Mitarbeiterinnen eines landwirtschaftlichen Projekts von Sabab Lou in Gambia. Sein Chef, der baden-württembergische Unternehmer Friedrich ­Keller-Bauer, will erreichen, dass weniger Menschen wegen Armut aus ihren Heimatländern flüchten Foto: Sabab Lou

Die Politiker der Europäischen Union wollen, dass weniger Menschen im Mittelmeer ertrinken. Ein ehemaliger Firmenchef kritisiert, dass sie sich eine Frage zu selten stellen: Warum fliehen Menschen? Er will mit seinen Projekten erreichen, dass sich die Menschen erst gar nicht in marode Boote setzen.

Stuttgart/Chamen - Vielleicht ist es das letzte Foto von Kebbas Freund. Es zeigt den jungen Afrikaner auf einem blauen Fischerboot im Mittelmeer. Die Menschen sitzen Körper an Körper. Die Beine baumeln über die Reling. Im Boot ist kein Platz. Kebba zeigt das Foto auf seinem Handy den Bewohnern des Dorfes Chamen in Gambia. Seit der Flucht hat Kebba nichts mehr von dem Freund gehört.

„Fast alle Menschen in den Dörfern haben Handys“, sagt Friedrich Keller-Bauer, Chef der baden-württembergischen Stiftung Sabab Lou. „Sie erfahren es, wenn Schiffe verunglücken, sie wissen es, wenn Hunderte Menschen ertrinken.“ Und trotzdem: Jede Woche machen sich wieder junge Menschen auf in Richtung Europa.

„Das sind Menschen, die nichts mehr haben außer die Hoffnung, dass sie die Flucht überleben und sich eine Chance in Europa bietet“, sagt Keller-Bauer. An dieser Perspektivlosigkeit wollte er etwas ändern, als er 2009 Sabab Lou gründete.

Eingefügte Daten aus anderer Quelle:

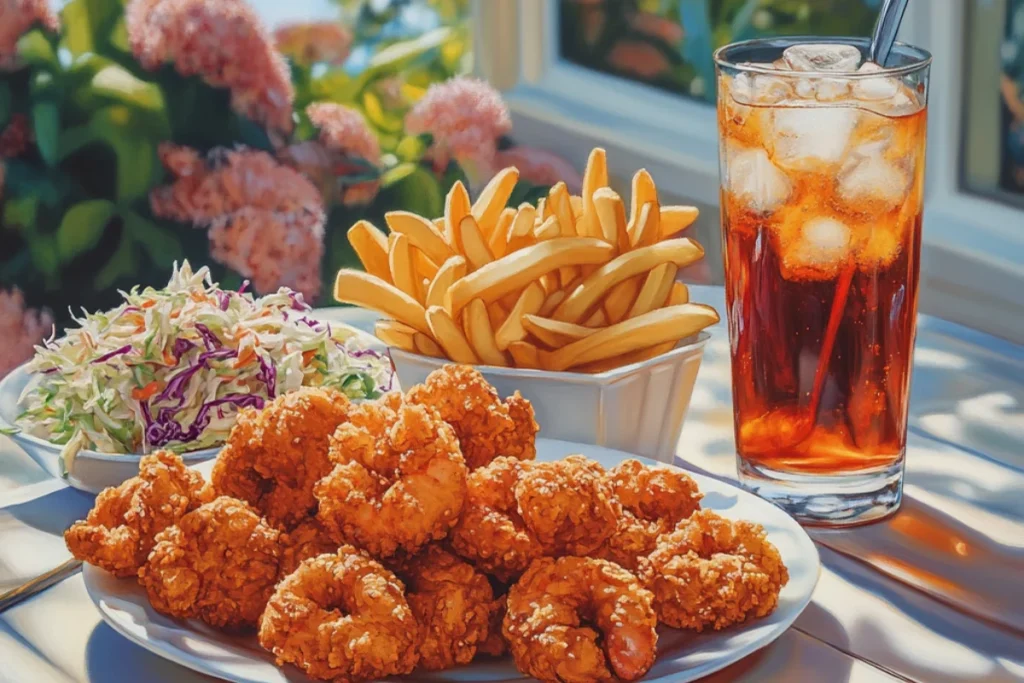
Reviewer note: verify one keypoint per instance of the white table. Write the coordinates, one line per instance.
(932, 594)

In den Dörfern sinkt die Zahl der Flüchtlinge

Sitz der Stiftung ist Grabenstetten (Landkreis Reutlingen). Und die ersten Zahlen zeigen, dass sein Konzept funktionieren könnte: In den afrikanischen Dörfern, in denen er mit seinen landwirtschaftlichen Projekten Arbeit schafft, sinkt die Zahl derer, die fliehen.

„Wir glauben, dass die Schaffung von Arbeitsplätzen auf dem afrikanischen Kontinent in der deutsch-afrikanischen Kooperation Priorität hat“, sagt Stefan Liebing, Hauptgeschäftsführer des Afrika-Vereins der deutschen Wirtschaft. „Wenn die Stiftung Sabab Lou Projekte fördert, mit denen die Menschen sich selbst in Arbeit bringen, trägt das dazu bei.“

Keller-Bauer kritisiert, dass viele Politiker sich nach den vielen Bootsunglücken panisch fragen, was sie tun können, damit weniger Flüchtlinge im Meer sterben. „Sie stecken mehr Geld in die Rettung, schicken mehr Boote – aber sie fragen viel zu selten: Warum fliehen die Menschen eigentlich?“

Viele fliehen vor der Armut – doch das gilt in Europa nicht als Asylgrund

Nach Angaben der Vereinten Nationen leben von weltweit 805 Millionen hungernden Menschen 226,7 Millionen in Afrika. Der Kontinent hat mit 20,5 Prozent der Bevölkerung die höchste Rate an unterernährten Menschen. Laut der Flüchtlingsorganisation UNHCR sind im vergangenen Jahr über vier Millionen Menschen aus Subsahara-Afrika geflohen. So heißt der Teil des afrikanischen Kontinents, der südlich der Sahara liegt.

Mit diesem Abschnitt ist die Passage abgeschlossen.